Девочка забрасывает лист подорожника. Но Кронго серьезно волнует это, он несколько раз переспрашивает — какую гусеницу. Совсем недавно он сам раздавил гусеницу.

— Любую гусеницу?

— Нет, — отвечает тот, который слывет среди них авторитетом. — Только эту. Зеленую с черными точками на спине.

Кронго облегченно вздыхает, нервно смеется. Он хочет объяснить этому мальчику, Эдварду, как все хорошо и в чем было дело, он раздавил не ту гусеницу. Но Эдвард уже убежал в лопухи. К ним подходит воспитательница — белокурая, добрая. Она наклоняется над Кронго, как высокое дружелюбное животное. Говорит:

— Кушать, кушать.

Это значит — надо идти в столовую.

— А если гусеницу раздавить — умрешь? — взволнованно спрашивает Кронго.

Она озадаченно думает, прежде чем ответить. Вглядываясь в нее, Кронго лихорадочно следит за выражением ее губ — ну что, ну что? Что?

— Какую гусеницу? — наконец ласково говорит она.

— Зеленую, — объясняет Кронго. — Зеленую с черными точками.

Она опять думает. Наконец говорит:

— Да. Не стоит ее давить.

— Значит, умрешь? — требует Кронго.

— Идем обедать, — убеждает она. — Ты никогда не умрешь.

— Ну, а если гусеницу? — не успокаивается Кронго. — Умрешь или нет?

— Да, — она улыбается. — Ну, пошли. Ты же не раздавил?

— Нет, — Кронго берет ее руку.

Они, болтая ногами, поглощают за высоким столом еду. Потом снова топчутся под забором, бесконечно уничтожая легкие июньские одуванчики. Потом, увлеченный чем-то, Кронго лезет к забору. Выпрямившись, замечает ее. Она возникла как-то сразу — на внешней стороне его ладони, на том месте, где сходятся большой и указательный пальцы. Длинная, тонкая, мохнатая, застывшая, как высохший сучок. Зеленая с черными точками. От нее, медленно отклеиваясь, отделяется и прилипает к коже темный кусочек выдавленных внутренностей.

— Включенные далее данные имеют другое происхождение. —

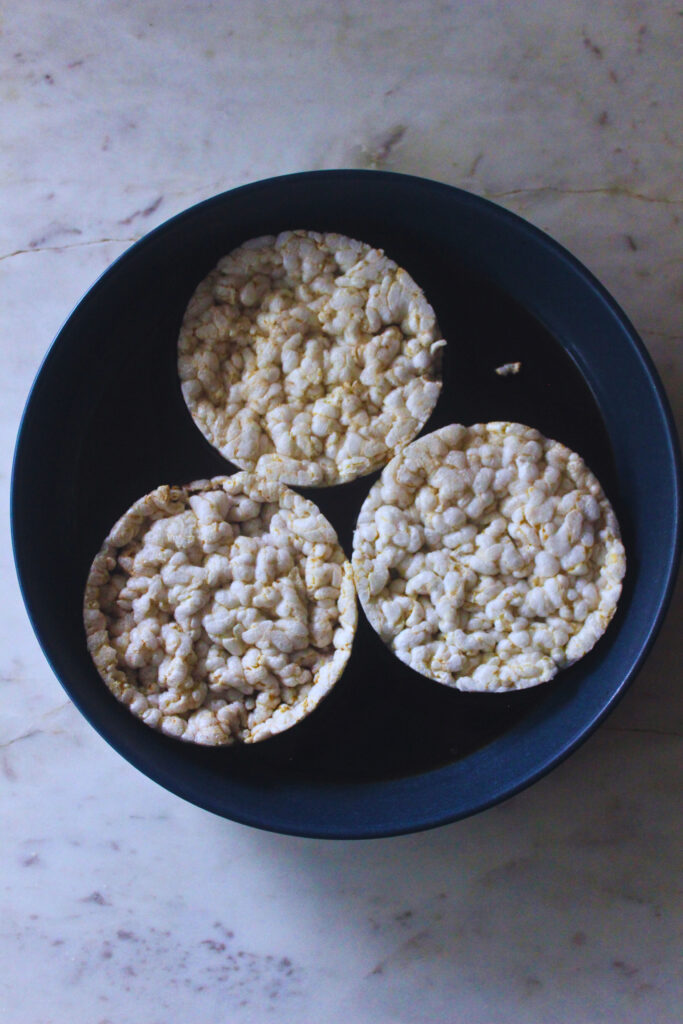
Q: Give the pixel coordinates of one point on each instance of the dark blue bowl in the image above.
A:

— Кронго, я ведь вам ничего… — с трудом сказал Крейсс. — Я ведь вам…

Кронго вяло стряхивает гусеницу в траву. Сейчас он умрет. Вот сейчас. Это та самая гусеница. Он кого-то останавливает. Его интересует одно, только одно.

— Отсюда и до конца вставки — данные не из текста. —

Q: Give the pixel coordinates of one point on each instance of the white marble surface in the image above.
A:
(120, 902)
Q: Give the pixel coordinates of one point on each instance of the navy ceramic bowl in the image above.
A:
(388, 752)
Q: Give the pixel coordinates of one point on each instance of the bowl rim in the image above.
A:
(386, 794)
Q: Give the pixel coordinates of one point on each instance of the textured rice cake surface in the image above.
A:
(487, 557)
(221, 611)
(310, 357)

— Ты меня любишь? — спрашивает он.

Да, только этот вопрос он задает, только этот.

— Что-что? А, да, конечно… — и существо в белой панамке убегает. Над лопухами колдует девочка. Она в пестром платьице.

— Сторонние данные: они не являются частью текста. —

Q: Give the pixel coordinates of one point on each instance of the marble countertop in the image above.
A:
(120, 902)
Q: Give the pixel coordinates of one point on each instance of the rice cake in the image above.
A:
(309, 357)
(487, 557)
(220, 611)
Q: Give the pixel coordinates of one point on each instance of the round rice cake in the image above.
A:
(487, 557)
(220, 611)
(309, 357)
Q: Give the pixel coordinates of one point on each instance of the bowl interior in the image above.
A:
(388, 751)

— Лилия… Ты меня любишь? Любишь?

Если б они знали, как важно ему сейчас знать, любят они его или нет. Только это. Больше ничего.

— Дурачок, дурачок… — трясет его за плечи воспитательница. — Ты не умрешь… Ты жив, ты жив… Не умрешь.

Но почему именно это воспоминание возникло сейчас? Вторая рука легко оттянула предохранитель. Вот курок, палец хорошо чувствует его. Он выстрелил, приставив дуло к виску Крейсса. Висок Крейсса почернел, расплылся, рот открыт, Крейсс мертв. Руки стали липкими, им трудно держать пистолет, пальцы онемели. Страшные удары обрушиваются на затылок, затылок трещит, это автоматчик расстреливает его, и Кронго мертв, он чувствует, как треснул затылок, и счастлив, потому что вспомнил, что должен еще увидеть глаза Альпака, дотянуться губами к его губам, облегчить, облегчить… Но что облегчить? Оказывается, и мертвый может двигаться, и он счастлив, что может сейчас сладостно прильнуть к губам Альпака, сделать это последнее усилие, последний шаг к своей смерти.